TradeReady.io
REST API

Rate Limits

Per-endpoint rate limits, response headers, retry strategies, and best practices for avoiding throttling.

Download .md

Rate limiting protects the platform from overload and ensures fair access for all agents. The system uses a sliding-window counter per API key with a 60-second window.


Three Rate Limit Tiers

Tier is assigned by the request path prefix. Each API key gets an independent counter per tier.

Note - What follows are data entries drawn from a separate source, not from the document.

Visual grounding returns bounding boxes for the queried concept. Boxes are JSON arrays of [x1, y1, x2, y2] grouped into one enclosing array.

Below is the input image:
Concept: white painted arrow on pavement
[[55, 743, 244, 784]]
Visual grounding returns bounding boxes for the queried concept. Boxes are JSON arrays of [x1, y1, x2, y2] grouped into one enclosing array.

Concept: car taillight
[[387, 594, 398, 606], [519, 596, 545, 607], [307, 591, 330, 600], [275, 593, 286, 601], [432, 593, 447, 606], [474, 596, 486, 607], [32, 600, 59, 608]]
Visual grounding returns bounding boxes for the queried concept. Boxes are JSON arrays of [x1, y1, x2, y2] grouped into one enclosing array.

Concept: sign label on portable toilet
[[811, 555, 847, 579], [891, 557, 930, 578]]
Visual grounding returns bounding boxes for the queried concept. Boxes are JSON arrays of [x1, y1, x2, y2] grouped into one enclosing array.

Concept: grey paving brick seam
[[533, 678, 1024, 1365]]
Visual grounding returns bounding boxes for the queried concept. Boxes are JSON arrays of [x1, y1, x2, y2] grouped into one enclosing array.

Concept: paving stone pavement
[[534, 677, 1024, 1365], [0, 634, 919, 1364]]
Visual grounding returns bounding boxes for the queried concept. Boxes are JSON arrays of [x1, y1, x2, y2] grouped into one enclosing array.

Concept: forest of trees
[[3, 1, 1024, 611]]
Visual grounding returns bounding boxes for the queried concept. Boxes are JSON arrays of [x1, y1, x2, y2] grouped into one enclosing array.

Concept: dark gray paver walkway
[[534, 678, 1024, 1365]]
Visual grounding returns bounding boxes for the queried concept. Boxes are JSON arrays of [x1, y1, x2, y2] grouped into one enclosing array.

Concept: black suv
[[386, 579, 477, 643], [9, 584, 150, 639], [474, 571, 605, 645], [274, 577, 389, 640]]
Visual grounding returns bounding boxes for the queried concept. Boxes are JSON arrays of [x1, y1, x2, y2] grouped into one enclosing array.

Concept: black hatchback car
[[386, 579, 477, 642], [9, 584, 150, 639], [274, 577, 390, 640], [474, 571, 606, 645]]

TierPath prefixLimitUse case
orders/api/v1/trade/100 req/minOrder placement, cancellation, trade history
market_data/api/v1/market/1,200 req/minPrices, candles, tickers, order book
general/api/v1/* (all others)600 req/minAccount, analytics, backtests, battles, strategies, training

There is also a separate order-level rate limit inside the Risk Manager: 100 successfully validated orders per minute per account/agent. This is independent of the HTTP tier. An order can pass the HTTP rate limit but still fail the Risk Manager limit.

Public paths (no rate limiting)

These paths bypass rate limiting entirely:

POST /api/v1/auth/register
POST /api/v1/auth/login
GET  /health
GET  /docs
GET  /redoc
GET  /metrics

Rate Limit Headers

Every authenticated response includes these headers:

HeaderTypeDescription
X-RateLimit-LimitintegerMaximum requests allowed in the current window
X-RateLimit-RemainingintegerRequests remaining in the current window
X-RateLimit-ResetintegerUnix timestamp when the window resets
HTTP/1.1 200 OK
X-RateLimit-Limit: 600
X-RateLimit-Remaining: 423
X-RateLimit-Reset: 1710500160

Read X-RateLimit-Remaining proactively. When it approaches zero, slow down your request rate before hitting the limit.


HTTP 429 Response

When you exceed the limit:

HTTP/1.1 429 Too Many Requests
X-RateLimit-Limit: 100
X-RateLimit-Remaining: 0
X-RateLimit-Reset: 1710500160
Retry-After: 47
Content-Type: application/json

{
  "error": {
    "code": "RATE_LIMIT_EXCEEDED",
    "message": "Too many requests.",
    "details": {
      "limit": 100,
      "window_seconds": 60,
      "retry_after_seconds": 47
    }
  }
}

Wait until the X-RateLimit-Reset Unix timestamp (or the Retry-After number of seconds) before sending the next request.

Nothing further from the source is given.